NEW YORK (TheStreet) -- A lot of investors are obsessed with the question of "Will Sarepa Therapeutics (SRPT) receive accelerated approval for eteplirsen?" The focus on the outcome of this month's meeting between Sarepta and FDA is understandable but misses a broader point: Sarepta at its current stock price is undervalued even if eteplirsen accelerated approval is not granted.
My biggest worry as a Sarepta shareholder used to be that eteplirsen wouldn't receive accelerated approval, allowing GlaxoSmithKline (GSK) to reach the U.S. market first with its competing Duchenne muscular dystrophy (DMD) drug drisapersen. But now that safety questions have been raised about drisapersen, it is more apparent that eteplirsen will be the market leader even if FDA approval isn't granted for another three years.
Eteplirsen is likely a $500 million-plus market opportunity for Sarepta in the U.S., which has only about 2,000 patients with the missing exon-51 gene. This captures 6% of the total DMD patient population. The same exon-skipping drug technology can be used to treat other forms of the disease. Sarepta's next four targets encompass about 9,000 patients. If you count all the the patients that could benefit from exon-skipping drugs, the total is near 30,000.
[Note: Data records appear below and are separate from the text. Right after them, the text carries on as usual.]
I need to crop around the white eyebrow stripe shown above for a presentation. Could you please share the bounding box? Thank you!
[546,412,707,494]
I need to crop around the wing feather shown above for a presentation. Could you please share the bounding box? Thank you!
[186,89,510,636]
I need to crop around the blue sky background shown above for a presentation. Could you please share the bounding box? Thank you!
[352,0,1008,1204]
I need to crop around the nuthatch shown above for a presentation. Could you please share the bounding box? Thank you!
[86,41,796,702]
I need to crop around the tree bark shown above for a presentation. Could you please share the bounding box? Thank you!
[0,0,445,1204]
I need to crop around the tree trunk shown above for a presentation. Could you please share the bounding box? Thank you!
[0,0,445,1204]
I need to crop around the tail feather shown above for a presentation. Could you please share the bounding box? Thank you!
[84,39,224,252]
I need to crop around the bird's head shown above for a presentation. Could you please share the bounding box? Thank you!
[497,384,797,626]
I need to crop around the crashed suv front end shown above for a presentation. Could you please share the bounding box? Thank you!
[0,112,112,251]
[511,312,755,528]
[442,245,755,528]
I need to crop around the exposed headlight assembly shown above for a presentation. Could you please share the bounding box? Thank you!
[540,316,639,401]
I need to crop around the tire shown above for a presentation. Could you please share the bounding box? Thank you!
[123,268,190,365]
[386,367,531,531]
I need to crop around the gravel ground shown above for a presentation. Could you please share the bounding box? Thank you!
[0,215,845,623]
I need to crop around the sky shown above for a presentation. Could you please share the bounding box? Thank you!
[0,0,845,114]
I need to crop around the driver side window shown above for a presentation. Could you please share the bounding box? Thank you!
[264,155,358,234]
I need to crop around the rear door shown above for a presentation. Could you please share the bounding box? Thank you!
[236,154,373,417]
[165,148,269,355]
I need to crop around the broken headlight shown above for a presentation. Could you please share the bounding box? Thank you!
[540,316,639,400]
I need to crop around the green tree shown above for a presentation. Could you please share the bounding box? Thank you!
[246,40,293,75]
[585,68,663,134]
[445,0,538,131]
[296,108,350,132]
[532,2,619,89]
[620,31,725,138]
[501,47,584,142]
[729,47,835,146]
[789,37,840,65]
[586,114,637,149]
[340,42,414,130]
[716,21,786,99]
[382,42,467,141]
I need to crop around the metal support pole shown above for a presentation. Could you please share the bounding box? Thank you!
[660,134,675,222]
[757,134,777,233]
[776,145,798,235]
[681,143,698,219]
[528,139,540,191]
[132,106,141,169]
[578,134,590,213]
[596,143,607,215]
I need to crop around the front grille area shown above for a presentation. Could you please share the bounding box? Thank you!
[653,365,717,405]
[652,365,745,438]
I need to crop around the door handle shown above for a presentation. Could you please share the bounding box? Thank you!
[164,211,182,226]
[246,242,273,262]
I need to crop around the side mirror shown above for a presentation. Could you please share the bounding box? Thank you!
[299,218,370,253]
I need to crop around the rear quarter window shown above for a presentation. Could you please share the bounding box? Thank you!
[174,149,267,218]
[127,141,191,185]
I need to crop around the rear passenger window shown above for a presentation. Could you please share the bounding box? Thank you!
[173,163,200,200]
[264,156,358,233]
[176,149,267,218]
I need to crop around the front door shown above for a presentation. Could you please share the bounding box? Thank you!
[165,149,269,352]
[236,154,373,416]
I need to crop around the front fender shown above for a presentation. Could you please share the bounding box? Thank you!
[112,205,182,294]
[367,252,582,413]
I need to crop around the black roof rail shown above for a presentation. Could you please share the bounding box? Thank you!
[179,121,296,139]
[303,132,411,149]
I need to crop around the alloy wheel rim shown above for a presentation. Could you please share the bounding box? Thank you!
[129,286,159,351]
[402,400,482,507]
Sarepta has already received notice from the FDA that at some point they will not have to do a separate clinical trial for each exon-skipping drug (Although FDA first wants to see separate, successful data on the first three or four targets.) Sarepta is expected to start new clinical trials by early next year.Let's take a look at a reasonable scenario that assumes no accelerated approval for eteplirsen: The drug reaches the U.S. market in early 2016 and three new exon-skipping targets -- 45, 50 and 53 -- are approved in 2017. This gives Sarepta a market opportunity totaling 7,000 patients in four years. Let's assume a price of $350,000 (on the lower side of estimates) and a capture rate of 70% by 2019. That would give Sarepta $1.7 billion in sales in six years time. Keep in mind that these 7,000 patients are only one-quarter of the addressable market. Once it dawns on investors that Sarepta's exon-skipping technology works in the first few targets, the company's market value will begin to bake in other targets as well. Alexion Pharmaceuticals (ALXN) generated a bit less than $1.2 billion in sales in 2012 by selling the ultra-orphan drug Soliris. Alexion's market cap: $17 billion. Biomarin Pharmaceuticals (BMRN), another ultra-orphan drug marketer with only $500 million in annual revenue (but the opportunity to double that in a few years) has a market cap of over $7 billion. Today, Sarepta's market cap stands at $800 million. If one assumes a similar market cap as Alexion in six years time, Sarepta has the potential to be a 20-bagger -- if my scenario plays out. I first bought Biomarin seven years ago when its market value was similar to Sarepta today. Owning Biomarin required some patience but the stock is up five fold since I first invested. Accelerated approval or not, Sarepta has the potential to move much higher in the years to come, if the company's exon-skipping technology can prove to treat DMD effectively and safely. Rosenblum is long Sarepta and Biomarin.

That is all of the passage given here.